Stress isn’t always bad. According to the Atlanta-based Centers for Disease Control and Prevention, the reaction can teach you how to manage potentially threatening situations. But prolonged, chronic stress can be quite harmful.
Defined by the National Institute of Mental Health as “the body and brain’s response to any demand, including work, school, exercise, major life changes and traumatic events,” stress affects millions worldwide.
And while everyone gets a little stressed out now and then, residents in some American states might have it worse than others.
That’s according to personal finance website WalletHub, which recently ranked 2019’s most and least stressed states in the country, an analysis based on four key dimensions: work-related stress, money-related stress, family-related stress and health-/safety-related stress.
The dimensions were evaluated using 40 relevant metrics. For example, job security, average working hours and commute time fell under work-related stress. Parental leave policies and childcare costs were assessed to determine family-related stress scores.
Data from the U.S. Census, Centers for Disease Control and Prevention, Department of Housing and Urban Development and several other sources were collected to create this ranking.
According to WalletHub, the most stressed-out state is Louisiana, which ranked second for work-related stress; third for money-related stress; fourth for health and safety and seventh for family-related stress.
The least stressed state? Minnesota.
Georgia finished 15th in the WalletHub ranking, a drop from its spots at No. 12 and No. 8 in 2018 and 2017, respectively.
Here’s more on how Georgia fared:
- Overall rank: 15
- Work-related stress: 16
- Money-related stress: 10
- Family-related stress: 23
- Health- and safety-related stress: 22
Last year, WalletHub conducted a similar study in which analysts examined more than 180 American cities to determine the most and least stressed in the country. Three Georgia cities ranked among the 50 most stressed cities in the nation: Columbus (No. 15); Augusta (No. 24) and Atlanta (No. 42).

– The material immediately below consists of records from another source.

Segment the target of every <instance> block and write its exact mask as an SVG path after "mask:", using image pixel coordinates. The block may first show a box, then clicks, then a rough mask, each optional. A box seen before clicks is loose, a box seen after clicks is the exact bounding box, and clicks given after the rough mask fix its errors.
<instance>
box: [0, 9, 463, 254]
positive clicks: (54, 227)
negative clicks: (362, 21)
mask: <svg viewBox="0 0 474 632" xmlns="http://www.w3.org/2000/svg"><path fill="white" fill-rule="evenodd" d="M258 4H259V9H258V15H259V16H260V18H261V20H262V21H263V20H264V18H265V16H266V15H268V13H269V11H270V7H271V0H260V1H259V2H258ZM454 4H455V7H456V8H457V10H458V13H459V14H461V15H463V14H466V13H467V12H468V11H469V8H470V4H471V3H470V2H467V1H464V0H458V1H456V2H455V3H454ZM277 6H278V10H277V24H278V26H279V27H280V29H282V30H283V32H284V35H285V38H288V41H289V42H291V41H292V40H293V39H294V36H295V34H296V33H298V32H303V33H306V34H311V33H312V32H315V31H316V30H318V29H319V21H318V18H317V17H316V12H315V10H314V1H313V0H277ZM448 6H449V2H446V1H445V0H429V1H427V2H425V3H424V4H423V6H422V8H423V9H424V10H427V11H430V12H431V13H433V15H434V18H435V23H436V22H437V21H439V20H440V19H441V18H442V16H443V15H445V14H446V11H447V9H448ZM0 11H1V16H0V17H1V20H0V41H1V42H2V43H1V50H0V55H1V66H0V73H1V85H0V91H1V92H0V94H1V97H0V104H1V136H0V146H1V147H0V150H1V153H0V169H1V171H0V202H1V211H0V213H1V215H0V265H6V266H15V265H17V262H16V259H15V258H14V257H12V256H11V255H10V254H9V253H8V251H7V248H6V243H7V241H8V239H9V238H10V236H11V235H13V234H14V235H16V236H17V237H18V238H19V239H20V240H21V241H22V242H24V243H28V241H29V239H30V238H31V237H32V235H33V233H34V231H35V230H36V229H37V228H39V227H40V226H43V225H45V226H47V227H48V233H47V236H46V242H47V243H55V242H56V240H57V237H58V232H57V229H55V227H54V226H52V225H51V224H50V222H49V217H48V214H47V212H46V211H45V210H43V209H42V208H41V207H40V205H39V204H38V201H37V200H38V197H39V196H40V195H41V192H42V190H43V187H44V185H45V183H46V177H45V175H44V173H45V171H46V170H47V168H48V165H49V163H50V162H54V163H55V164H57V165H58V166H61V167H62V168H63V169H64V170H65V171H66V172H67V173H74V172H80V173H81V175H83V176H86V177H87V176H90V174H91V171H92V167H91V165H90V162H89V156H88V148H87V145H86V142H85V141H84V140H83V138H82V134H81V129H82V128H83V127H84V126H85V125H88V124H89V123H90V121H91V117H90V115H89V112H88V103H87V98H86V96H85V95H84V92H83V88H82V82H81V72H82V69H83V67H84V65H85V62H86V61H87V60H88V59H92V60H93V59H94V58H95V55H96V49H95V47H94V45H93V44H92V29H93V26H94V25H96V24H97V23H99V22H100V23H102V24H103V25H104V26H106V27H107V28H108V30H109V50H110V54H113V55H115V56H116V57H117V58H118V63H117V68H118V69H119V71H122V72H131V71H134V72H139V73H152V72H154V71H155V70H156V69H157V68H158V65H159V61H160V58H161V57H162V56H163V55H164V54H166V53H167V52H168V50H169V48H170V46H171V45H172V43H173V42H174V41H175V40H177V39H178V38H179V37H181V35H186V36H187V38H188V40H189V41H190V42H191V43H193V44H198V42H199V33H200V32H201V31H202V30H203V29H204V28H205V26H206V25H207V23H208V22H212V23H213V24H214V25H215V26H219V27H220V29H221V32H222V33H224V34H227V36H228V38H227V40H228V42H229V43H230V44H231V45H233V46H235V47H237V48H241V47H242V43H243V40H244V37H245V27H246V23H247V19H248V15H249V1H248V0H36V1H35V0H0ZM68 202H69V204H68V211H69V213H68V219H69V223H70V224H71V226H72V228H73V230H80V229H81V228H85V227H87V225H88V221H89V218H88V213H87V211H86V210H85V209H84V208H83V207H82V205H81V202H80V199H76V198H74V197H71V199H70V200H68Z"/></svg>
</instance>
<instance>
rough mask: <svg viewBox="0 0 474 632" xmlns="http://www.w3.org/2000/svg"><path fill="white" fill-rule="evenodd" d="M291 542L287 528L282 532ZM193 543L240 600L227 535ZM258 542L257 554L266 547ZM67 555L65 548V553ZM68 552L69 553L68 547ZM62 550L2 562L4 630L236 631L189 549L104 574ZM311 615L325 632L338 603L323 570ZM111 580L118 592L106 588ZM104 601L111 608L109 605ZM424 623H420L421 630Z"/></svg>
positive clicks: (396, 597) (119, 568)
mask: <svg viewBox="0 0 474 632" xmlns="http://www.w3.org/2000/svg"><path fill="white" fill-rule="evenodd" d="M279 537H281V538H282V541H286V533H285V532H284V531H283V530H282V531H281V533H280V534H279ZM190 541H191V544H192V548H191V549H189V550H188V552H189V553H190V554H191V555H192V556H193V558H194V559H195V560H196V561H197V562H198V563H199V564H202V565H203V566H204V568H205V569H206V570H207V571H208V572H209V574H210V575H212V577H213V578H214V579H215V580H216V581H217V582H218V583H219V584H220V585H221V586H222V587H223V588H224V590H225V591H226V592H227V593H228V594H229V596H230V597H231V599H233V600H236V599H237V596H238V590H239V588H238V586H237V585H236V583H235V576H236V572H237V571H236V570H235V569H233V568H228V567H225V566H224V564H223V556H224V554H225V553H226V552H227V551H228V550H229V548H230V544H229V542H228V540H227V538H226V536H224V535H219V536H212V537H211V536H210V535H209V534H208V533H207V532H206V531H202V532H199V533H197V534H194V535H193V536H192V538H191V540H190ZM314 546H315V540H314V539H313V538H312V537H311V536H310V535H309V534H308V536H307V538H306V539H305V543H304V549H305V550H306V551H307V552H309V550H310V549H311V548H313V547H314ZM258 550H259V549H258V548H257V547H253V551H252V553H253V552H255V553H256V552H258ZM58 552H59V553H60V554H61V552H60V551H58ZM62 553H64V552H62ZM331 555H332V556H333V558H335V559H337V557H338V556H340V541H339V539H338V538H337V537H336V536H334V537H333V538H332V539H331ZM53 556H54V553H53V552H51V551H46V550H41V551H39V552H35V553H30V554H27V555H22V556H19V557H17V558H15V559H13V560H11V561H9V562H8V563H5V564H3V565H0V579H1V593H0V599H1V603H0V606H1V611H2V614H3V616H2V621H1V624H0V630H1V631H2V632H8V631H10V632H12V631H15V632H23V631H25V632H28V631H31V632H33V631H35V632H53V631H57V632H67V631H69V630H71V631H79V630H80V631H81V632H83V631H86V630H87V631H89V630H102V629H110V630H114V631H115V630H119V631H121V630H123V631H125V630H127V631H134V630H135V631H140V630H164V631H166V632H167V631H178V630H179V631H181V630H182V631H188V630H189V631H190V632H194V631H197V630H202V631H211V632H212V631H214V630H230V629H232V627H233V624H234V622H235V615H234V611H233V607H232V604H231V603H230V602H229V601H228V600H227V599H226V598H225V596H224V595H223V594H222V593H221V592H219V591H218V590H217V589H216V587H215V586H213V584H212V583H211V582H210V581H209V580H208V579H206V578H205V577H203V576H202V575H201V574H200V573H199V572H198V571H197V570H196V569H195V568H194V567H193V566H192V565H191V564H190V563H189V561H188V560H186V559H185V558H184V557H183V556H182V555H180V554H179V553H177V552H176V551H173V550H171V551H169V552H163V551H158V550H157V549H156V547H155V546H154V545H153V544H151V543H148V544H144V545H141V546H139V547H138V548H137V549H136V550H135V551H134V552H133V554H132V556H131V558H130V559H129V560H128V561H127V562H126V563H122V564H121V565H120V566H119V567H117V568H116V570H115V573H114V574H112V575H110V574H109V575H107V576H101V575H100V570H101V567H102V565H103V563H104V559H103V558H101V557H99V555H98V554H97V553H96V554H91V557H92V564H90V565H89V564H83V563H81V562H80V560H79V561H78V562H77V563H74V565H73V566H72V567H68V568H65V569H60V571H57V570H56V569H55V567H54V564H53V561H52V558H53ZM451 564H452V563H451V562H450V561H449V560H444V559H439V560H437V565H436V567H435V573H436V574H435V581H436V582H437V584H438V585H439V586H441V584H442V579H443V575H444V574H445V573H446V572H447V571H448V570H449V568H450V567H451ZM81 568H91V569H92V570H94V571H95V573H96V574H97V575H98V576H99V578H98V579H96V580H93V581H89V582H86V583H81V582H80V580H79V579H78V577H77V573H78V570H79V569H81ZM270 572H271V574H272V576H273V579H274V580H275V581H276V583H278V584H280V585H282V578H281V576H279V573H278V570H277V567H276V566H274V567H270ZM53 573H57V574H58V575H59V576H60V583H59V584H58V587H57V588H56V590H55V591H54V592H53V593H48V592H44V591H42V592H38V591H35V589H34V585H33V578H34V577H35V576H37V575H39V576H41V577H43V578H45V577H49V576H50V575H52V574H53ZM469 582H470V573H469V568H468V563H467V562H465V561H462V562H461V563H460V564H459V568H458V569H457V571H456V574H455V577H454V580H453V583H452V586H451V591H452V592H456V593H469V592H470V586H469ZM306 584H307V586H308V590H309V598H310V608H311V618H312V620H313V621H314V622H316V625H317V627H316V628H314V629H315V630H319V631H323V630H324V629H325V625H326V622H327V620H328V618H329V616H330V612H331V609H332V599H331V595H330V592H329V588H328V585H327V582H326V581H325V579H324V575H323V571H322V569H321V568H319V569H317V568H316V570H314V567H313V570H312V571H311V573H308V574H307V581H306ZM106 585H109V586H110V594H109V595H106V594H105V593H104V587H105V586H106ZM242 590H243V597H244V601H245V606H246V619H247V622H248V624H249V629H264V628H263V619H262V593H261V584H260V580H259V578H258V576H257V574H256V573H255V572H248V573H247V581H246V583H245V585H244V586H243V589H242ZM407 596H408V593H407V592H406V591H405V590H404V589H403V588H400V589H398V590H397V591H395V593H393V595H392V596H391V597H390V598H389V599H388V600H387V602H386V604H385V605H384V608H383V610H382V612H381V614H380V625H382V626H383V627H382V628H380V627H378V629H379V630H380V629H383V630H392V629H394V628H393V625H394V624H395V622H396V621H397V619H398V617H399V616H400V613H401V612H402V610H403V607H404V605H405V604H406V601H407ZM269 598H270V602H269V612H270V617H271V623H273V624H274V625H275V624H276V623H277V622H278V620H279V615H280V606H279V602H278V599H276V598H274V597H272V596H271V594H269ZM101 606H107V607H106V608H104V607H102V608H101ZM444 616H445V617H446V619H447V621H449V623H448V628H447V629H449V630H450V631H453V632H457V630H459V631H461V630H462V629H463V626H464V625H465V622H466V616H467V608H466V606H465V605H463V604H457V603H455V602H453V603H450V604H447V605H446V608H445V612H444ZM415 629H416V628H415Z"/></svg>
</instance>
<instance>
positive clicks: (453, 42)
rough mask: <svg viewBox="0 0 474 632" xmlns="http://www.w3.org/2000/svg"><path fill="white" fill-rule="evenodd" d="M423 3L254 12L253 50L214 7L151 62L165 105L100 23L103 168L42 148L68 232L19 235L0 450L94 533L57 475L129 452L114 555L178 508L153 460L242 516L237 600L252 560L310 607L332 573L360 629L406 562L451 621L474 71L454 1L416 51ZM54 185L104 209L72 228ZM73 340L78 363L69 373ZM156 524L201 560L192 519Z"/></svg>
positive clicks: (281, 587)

It’s hardly a surprise to see Georgia rank among the top 10 for money-related stress. In fact, according to Save the Children’s second annual End of Childhood Report released last year, in Georgia, 1 in 3 rural children are growing up in poverty.
“We really need to treat child poverty in the U.S. like it is an emergency,” Carolyn Miles, president and CEO of Save the Children, told The Atlanta Journal-Constitution’s Nedra Rhone.
Another report from Bloomberg last year found that the Peach State’s capital city of Atlanta is the most unequal large city in the country.
“The home of several Fortune 500 companies, including Delta Air Lines Inc. and Coca-Cola Co., the city boasts extreme wealth, with many executives earning top-dollar salaries,” Bloomberg reported. “At the same time, many individuals work low-paying jobs in the hospitality and retail sector. The city’s poverty rate sits at 24 percent − or nearly one in four people.”
According to the Census, about 18 percent of Atlanta households earn an annual income of $150,000 or more, compared to 9.3 percent of households making less than $10,000 per year.
To even be in the top 1 percent of Georgia earners, Georgians would have to make $345,876 annually, according to a recent report from the Economic Policy Institute.